T-SQL Anti-Patterns: Linked Server Joins

Yesterday’s anti-pattern, non-SARGable ORs in joins, was all about writing code which the SQL Server database engine can optimize.  Today’s anti-pattern is in that vein, but this time we’re looking at cross-server queries.

Linked servers are a powerful feature within SQL Server, and I don’t want to throw them out entirely.  What I do want to do, however, is limit how often they are used in regular, business-critical code.  The reason is that, prior to SQL Server 2012 SP1, table statistics were not available to linked server users without sysadmin, db_owner, or db_ddladmin rights.  The number of cases in which I would want a linked server role with sysadmin, db_owner, or db_ddladmin rights is very small, and I would definitely not want to give those rights to a web application or anything else user-facing.  Without those table statistics, SQL Server would make poor choices with linked server queries, and so joins against remote tables would get very expensive.
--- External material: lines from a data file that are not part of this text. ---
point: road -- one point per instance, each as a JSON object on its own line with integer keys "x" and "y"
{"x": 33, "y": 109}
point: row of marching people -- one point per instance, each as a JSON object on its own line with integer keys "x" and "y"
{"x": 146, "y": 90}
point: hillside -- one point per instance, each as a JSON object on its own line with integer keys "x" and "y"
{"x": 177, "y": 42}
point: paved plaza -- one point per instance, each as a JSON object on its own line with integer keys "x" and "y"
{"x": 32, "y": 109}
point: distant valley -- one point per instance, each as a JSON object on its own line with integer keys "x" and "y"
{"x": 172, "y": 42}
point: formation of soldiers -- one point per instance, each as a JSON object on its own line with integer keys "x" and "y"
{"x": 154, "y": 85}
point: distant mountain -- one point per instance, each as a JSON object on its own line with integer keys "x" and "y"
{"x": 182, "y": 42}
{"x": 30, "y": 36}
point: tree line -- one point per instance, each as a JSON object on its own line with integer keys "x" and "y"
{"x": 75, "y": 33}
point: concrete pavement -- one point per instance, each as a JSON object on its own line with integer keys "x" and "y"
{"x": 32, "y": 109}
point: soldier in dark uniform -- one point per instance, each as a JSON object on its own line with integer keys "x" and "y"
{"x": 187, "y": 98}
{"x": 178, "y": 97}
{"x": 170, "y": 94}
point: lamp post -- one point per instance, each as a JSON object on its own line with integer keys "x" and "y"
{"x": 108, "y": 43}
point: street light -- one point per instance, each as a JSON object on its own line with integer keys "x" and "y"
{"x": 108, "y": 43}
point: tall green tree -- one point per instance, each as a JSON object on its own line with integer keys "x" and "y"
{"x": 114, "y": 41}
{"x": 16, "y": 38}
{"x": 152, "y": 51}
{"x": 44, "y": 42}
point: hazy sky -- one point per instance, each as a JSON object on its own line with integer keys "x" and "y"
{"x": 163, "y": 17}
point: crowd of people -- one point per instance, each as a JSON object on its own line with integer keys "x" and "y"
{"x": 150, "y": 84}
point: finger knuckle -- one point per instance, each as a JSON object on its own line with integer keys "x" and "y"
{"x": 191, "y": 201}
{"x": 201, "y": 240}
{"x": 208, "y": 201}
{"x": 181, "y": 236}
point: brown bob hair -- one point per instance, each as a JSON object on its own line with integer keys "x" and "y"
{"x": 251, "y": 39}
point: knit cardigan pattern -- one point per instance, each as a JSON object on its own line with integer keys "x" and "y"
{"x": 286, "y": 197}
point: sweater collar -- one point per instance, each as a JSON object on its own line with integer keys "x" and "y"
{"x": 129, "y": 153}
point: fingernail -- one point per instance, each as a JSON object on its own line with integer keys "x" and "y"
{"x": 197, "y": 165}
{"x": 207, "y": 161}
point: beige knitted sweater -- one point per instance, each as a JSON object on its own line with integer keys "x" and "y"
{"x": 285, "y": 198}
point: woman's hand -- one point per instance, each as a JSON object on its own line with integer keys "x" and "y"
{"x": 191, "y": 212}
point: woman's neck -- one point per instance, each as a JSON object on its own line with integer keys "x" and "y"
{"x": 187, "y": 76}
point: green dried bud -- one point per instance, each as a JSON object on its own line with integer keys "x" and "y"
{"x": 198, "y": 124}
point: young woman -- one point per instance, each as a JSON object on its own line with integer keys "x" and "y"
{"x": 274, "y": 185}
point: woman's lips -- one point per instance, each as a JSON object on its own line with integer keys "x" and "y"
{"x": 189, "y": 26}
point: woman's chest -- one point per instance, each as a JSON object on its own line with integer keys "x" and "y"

Even with those statistics, cross-server joins are going to be expensive.  The reason is that in order to join row sets from two servers, you need to pass all of one server’s row set over to the other server, perform the join operation, and then (potentially) pass the full result set back to the first server.  If you’re joining two tables with a billion rows, that could be extremely expensive, even if you have great indexes on both sides.

So how do we get around this?  Here are a few potential methods:

  1. Get rid of the linked servers altogether and use another method, such as replication or Always-On Availability Groups, to propagate the data you need from your remote server.  This makes a lot of sense if you’re looking at relatively static lookup data.
  2. For truly static data, you might keep non-replicated copies on both servers.  Replication can be a pain to troubleshoot and manage and AGs require 2012 Enterprise Edition so they can be very expensive.  Thus, if the data never changes or only changes once a year, it might make more sense to create the yearly change script and execute it on multiple servers.
  3. If you absolutely need the remote data, try to re-write queries to avoid joining local tables to remote tables.  Create a temporary table on your local server, pull in as few rows from the remote server as possible, and then join your local tables to the temp table you created.  You still take the linked server hit, but there’s a much smaller chance of that query blowing up.